In [None]:
import torch
import re

from transformers import AutoModelForCausalLM

from peft import LoraConfig, get_peft_model
from math_verify import LatexExtractionConfig, parse, verify


In [None]:
#TODO import du dataset
dataset = {}


In [None]:
SYSTEM_PROMPT = (
    "A conversation between User and Assistant. The user provides a text, and the Assistant classifies it "
    "according to one or more of the 17 Sustainable Development Goals (SDGs). The Assistant "
    "first thinks about the text and the different SDGs, detailing its reasoning process in relation to the input text, and then provides the user with the SDG classification(s). "
    "The reasoning process and answer are enclosed within <think> </think> and <answer> </answer> tags, respectively. "
    "The Assistant must identify the most relevant SDG(s) for the given text. If multiple SDGs are relevant, they can all be listed.
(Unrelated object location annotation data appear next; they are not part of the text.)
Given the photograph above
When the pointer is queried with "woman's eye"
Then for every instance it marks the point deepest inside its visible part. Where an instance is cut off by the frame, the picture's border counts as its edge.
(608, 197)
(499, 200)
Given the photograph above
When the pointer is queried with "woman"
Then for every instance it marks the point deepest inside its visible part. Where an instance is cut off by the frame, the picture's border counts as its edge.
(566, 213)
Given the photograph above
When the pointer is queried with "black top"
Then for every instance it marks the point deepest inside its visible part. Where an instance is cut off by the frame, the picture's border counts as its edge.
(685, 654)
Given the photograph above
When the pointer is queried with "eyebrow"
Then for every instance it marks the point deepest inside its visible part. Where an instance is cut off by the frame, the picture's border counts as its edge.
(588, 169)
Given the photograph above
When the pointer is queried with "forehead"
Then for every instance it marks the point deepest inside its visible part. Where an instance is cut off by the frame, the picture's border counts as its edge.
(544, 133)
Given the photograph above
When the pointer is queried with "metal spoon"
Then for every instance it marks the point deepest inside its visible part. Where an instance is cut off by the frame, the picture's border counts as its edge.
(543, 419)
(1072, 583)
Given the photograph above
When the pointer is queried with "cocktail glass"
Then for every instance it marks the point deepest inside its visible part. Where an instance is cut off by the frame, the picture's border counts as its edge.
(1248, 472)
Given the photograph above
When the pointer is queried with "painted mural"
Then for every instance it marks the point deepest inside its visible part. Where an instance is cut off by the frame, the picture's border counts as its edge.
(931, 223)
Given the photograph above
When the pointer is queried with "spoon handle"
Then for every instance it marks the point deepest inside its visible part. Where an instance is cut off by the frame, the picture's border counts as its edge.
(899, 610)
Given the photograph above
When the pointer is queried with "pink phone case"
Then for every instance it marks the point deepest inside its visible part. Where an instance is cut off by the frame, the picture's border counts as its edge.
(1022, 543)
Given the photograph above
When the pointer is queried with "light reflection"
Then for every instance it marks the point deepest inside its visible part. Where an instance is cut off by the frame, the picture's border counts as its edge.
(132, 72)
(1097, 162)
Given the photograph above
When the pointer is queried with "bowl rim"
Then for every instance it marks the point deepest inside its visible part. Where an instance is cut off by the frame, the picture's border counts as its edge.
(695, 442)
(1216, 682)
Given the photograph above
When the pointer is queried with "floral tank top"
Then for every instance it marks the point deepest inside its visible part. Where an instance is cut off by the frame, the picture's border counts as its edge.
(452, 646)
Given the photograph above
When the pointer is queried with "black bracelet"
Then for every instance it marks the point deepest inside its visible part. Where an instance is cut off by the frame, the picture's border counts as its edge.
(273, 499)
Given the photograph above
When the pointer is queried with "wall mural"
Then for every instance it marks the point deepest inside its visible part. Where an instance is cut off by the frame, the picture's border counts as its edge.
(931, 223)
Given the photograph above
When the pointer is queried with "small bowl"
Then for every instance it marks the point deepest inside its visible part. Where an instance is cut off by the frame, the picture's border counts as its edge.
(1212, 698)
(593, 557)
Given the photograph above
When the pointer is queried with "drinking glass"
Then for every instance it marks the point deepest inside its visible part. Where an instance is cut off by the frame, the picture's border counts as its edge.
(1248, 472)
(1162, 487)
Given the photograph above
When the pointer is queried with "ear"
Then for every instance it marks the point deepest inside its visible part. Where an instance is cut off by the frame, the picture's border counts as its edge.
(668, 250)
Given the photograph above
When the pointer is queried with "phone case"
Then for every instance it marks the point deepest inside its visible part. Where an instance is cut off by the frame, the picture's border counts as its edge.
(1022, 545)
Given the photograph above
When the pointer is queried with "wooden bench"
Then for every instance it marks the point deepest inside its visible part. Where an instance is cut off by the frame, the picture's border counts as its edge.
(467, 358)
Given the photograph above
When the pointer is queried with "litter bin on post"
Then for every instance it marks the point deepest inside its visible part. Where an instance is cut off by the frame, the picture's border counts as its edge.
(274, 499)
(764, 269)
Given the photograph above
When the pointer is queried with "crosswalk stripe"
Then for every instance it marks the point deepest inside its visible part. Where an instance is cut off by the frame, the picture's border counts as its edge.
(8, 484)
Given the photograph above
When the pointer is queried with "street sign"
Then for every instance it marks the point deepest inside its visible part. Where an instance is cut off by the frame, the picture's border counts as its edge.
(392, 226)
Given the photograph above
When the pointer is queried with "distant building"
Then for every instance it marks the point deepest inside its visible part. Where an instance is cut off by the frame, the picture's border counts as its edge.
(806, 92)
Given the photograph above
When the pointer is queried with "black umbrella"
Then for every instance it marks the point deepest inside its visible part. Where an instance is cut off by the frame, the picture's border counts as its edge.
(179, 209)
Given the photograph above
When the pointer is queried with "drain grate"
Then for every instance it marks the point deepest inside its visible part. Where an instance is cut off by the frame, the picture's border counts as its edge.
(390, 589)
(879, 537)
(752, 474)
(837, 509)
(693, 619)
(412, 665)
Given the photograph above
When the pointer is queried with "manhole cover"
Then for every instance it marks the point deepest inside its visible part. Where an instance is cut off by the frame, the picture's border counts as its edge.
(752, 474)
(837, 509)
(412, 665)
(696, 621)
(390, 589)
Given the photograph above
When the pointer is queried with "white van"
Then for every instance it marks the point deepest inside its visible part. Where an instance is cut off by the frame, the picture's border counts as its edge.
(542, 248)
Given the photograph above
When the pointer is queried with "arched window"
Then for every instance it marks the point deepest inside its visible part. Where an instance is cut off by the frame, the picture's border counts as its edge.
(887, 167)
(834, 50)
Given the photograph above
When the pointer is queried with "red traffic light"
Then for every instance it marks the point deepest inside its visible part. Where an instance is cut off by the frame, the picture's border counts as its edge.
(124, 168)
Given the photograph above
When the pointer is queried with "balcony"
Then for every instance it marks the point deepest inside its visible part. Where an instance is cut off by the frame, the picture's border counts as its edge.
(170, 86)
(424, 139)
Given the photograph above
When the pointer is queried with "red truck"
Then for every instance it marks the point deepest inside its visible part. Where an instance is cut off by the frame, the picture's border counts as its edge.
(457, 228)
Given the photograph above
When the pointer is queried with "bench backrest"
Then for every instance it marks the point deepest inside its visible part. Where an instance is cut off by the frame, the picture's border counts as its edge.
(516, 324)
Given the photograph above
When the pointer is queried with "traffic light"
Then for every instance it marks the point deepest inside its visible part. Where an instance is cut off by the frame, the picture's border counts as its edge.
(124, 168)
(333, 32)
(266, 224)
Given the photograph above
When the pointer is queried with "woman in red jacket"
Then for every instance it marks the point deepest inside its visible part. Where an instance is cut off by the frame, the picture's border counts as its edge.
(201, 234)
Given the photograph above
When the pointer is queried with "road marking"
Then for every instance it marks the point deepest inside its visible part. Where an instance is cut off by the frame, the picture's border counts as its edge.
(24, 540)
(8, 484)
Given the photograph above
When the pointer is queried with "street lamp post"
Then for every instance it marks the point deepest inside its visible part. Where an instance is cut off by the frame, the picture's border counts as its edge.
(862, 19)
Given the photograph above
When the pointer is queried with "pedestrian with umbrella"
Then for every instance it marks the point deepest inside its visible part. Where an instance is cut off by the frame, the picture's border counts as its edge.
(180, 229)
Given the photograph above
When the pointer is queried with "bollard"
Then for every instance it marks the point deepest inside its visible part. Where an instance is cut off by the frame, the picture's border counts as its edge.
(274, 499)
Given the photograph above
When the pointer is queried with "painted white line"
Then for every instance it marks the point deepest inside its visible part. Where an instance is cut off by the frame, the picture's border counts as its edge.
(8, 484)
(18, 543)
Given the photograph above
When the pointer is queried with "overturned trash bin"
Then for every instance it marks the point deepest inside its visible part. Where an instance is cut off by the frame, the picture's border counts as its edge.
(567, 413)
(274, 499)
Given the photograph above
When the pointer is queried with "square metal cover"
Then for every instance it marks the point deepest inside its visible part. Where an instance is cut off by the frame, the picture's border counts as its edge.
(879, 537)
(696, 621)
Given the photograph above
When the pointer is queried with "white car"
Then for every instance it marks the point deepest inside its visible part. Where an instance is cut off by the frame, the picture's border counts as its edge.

The reasoning should clearly justify the choice(s).\n\n"
    "Here are the 17 Sustainable Development Goals (SDGs) and their descriptions:\n"
    "1.  **SDG 1: No Poverty:** End poverty in all its forms everywhere.\n"
    "2.  **SDG 2: Zero Hunger:** End hunger, achieve food security and improved nutrition and promote sustainable agriculture.\n"
    "3.  **SDG 3: Good Health and Well-being:** Ensure healthy lives and promote well-being for all at all ages.\n"
    "4.  **SDG 4: Quality Education:** Ensure inclusive and equitable quality education and promote lifelong learning opportunities for all.\n"
    "5.  **SDG 5: Gender Equality:** Achieve gender equality and empower all women and girls.\n"
    "6.  **SDG 6: Clean Water and Sanitation:** Ensure availability and sustainable management of water and sanitation for all.\n"
    "7.  **SDG 7: Affordable and Clean Energy:** Ensure access to affordable, reliable, sustainable and modern energy for all.\n"
    "8.  **SDG 8: Decent Work and Economic Growth:** Promote sustained, inclusive and sustainable economic growth, full and productive employment and decent work for all.\n"
    "9.  **SDG 9: Industry, Innovation and Infrastructure:** Build resilient infrastructure, promote inclusive and sustainable industrialization and foster innovation.\n"
    "10. **SDG 10: Reduced Inequalities:** Reduce inequality within and among countries.\n"
    "11. **SDG 11: Sustainable Cities and Communities:** Make cities and human settlements inclusive, safe, resilient and sustainable.\n"
    "12. **SDG 12: Responsible Consumption and Production:** Ensure sustainable consumption and production patterns.\n"
    "13. **SDG 13: Climate Action:** Take urgent action to combat climate change and its impacts.\n"
    "14. **SDG 14: Life Below Water:** Conserve and sustainably use the oceans, seas and marine resources for sustainable development.\n"
    "15. **SDG 15: Life on Land:** Protect, restore and promote sustainable use of terrestrial ecosystems, sustainably manage forests, combat desertification, and halt and reverse land degradation and halt biodiversity loss.\n"
    "16. **SDG 16: Peace, Justice and Strong Institutions:** Promote peaceful and inclusive societies for sustainable development, provide access to justice for all and build effective, accountable and inclusive institutions at all levels.\n"
    "17. **SDG 17: Partnerships for the Goals:** Strengthen the means of implementation and revitalize the global partnership for sustainable development."
)

def make_conversation(example):
    return {
        "prompt": [
            {"role": "system", "content": SYSTEM_PROMPT},
            {"role": "user", "content": example["problem"]},
        ],
    }


dataset = dataset.map(make_conversation)


In [None]:
model_id = "Qwen/Qwen3-0.6B"
model = AutoModelForCausalLM.from_pretrained(
    model_id,
    torch_dtype="auto",
    device_map="auto",
)

In [None]:
lora_config = LoraConfig(
    task_type="CAUSAL_LM",
    r=8,
    lora_alpha=32,
    lora_dropout=0.1,
    target_modules=["q_proj", "v_proj"],
)

model = get_peft_model(model, lora_config)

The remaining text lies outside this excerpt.